Turing Award winner and Meta's chief AI scientist Yann LeCun offered a new perspective:

"For those who see DeepSeek's performance and think 'China is surpassing the U.S. in AI,' your interpretation is wrong. The correct interpretation should be, 'Open-source models are surpassing proprietary models.'"

DeepMind CEO Demis Hassabis's evaluation revealed a hint of concern:

"The achievements of DeepSeek are impressive. I think we need to consider how to maintain the lead of Western frontier models. I believe the West is still ahead, but it is certain that China has extremely strong engineering and scaling capabilities."

Microsoft CEO Satya Nadella stated at the World Economic Forum in Davos, Switzerland, that DeepSeek has effectively developed an open-source model that not only performs excellently in inference calculations but also has extremely high supercomputing efficiency.

He emphasized that Microsoft must respond to China's groundbreaking advancements with the utmost seriousness.

Meta CEO Mark Zuckerberg's evaluation was even more in-depth; he noted that the technical strength and performance demonstrated by DeepSeek are impressive and pointed out that the AI gap between China and the U.S. has become negligible, making the competition increasingly fierce due to China's full-speed sprint.

Reactions from competitors may be the best recognition for DeepSeek. According to Meta employees' revelations on the anonymous workplace community TeamBlind, the emergence of DeepSeek-V3 and R1 has thrown Meta's generative AI team into a panic.

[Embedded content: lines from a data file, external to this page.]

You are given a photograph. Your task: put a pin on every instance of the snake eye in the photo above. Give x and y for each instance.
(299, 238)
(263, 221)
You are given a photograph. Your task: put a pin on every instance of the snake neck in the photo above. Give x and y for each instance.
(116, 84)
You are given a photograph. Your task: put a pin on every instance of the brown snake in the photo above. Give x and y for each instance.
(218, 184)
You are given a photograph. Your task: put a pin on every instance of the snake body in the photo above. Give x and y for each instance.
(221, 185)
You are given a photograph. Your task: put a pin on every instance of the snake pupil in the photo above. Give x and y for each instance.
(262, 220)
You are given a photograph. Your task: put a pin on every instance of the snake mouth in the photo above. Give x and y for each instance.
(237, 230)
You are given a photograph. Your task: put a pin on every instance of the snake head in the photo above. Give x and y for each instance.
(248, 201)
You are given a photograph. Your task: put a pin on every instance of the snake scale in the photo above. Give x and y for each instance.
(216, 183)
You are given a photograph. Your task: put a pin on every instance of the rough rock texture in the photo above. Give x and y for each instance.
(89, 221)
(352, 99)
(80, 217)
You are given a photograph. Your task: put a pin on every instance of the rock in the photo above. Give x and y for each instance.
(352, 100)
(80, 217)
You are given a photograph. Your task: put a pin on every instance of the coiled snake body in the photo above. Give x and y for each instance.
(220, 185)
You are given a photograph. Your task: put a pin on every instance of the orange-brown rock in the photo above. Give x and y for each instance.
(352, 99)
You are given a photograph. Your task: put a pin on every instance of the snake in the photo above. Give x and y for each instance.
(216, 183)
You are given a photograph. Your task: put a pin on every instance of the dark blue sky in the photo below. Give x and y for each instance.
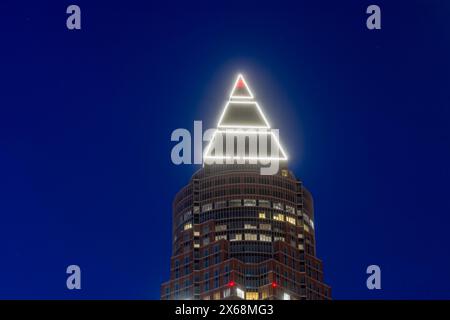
(86, 118)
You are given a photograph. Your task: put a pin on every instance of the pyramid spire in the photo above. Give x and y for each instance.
(241, 89)
(243, 132)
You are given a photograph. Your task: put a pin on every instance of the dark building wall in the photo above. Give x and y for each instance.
(240, 234)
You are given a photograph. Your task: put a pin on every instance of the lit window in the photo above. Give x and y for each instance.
(221, 204)
(290, 220)
(264, 294)
(240, 293)
(235, 203)
(207, 207)
(250, 236)
(290, 209)
(236, 237)
(221, 227)
(249, 202)
(251, 296)
(265, 226)
(278, 216)
(278, 205)
(264, 203)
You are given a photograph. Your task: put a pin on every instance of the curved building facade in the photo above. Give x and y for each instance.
(238, 234)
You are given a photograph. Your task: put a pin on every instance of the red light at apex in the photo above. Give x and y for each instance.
(240, 84)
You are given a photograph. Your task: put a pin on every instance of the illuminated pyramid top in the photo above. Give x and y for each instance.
(243, 133)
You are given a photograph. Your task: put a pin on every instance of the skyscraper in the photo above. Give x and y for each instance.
(240, 232)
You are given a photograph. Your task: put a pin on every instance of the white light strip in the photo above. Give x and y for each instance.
(238, 125)
(232, 96)
(244, 158)
(209, 144)
(243, 132)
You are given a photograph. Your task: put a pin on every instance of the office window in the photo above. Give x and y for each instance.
(249, 202)
(251, 296)
(221, 227)
(264, 294)
(240, 293)
(236, 237)
(290, 220)
(278, 205)
(265, 226)
(290, 209)
(264, 203)
(207, 207)
(250, 236)
(221, 204)
(235, 203)
(278, 216)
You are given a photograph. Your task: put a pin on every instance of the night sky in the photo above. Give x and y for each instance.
(86, 117)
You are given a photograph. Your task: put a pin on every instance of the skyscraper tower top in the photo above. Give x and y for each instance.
(243, 133)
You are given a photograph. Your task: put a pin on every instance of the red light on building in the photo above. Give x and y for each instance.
(240, 84)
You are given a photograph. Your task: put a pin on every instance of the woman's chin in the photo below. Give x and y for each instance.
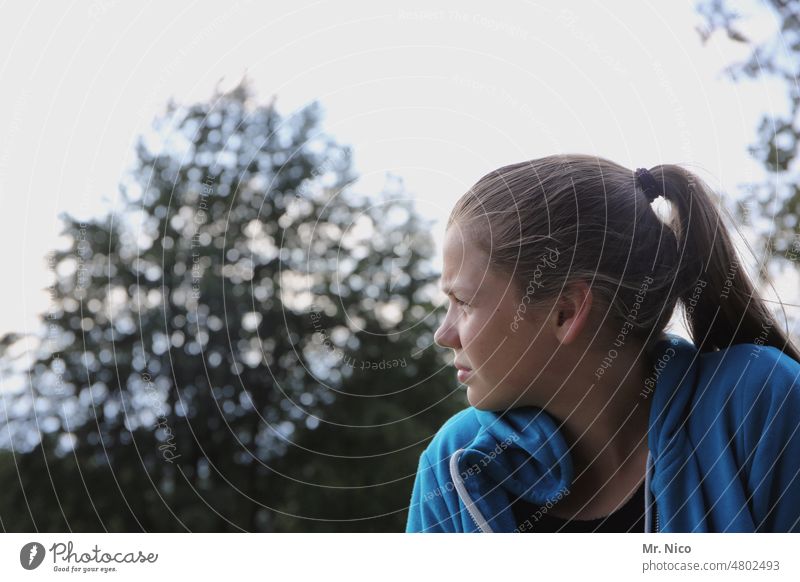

Meta engineers are racing against time to analyze DeepSeek's technology, trying to replicate any possible techniques.

The reason is that the training cost of DeepSeek-V3 is only $5.58 million, a figure that is even less than the annual salary of some Meta executives. Such a stark disparity in input-output ratio has put pressure on Meta's management when explaining its massive AI R&D budget.

International mainstream media has also given high attention to DeepSeek's rise.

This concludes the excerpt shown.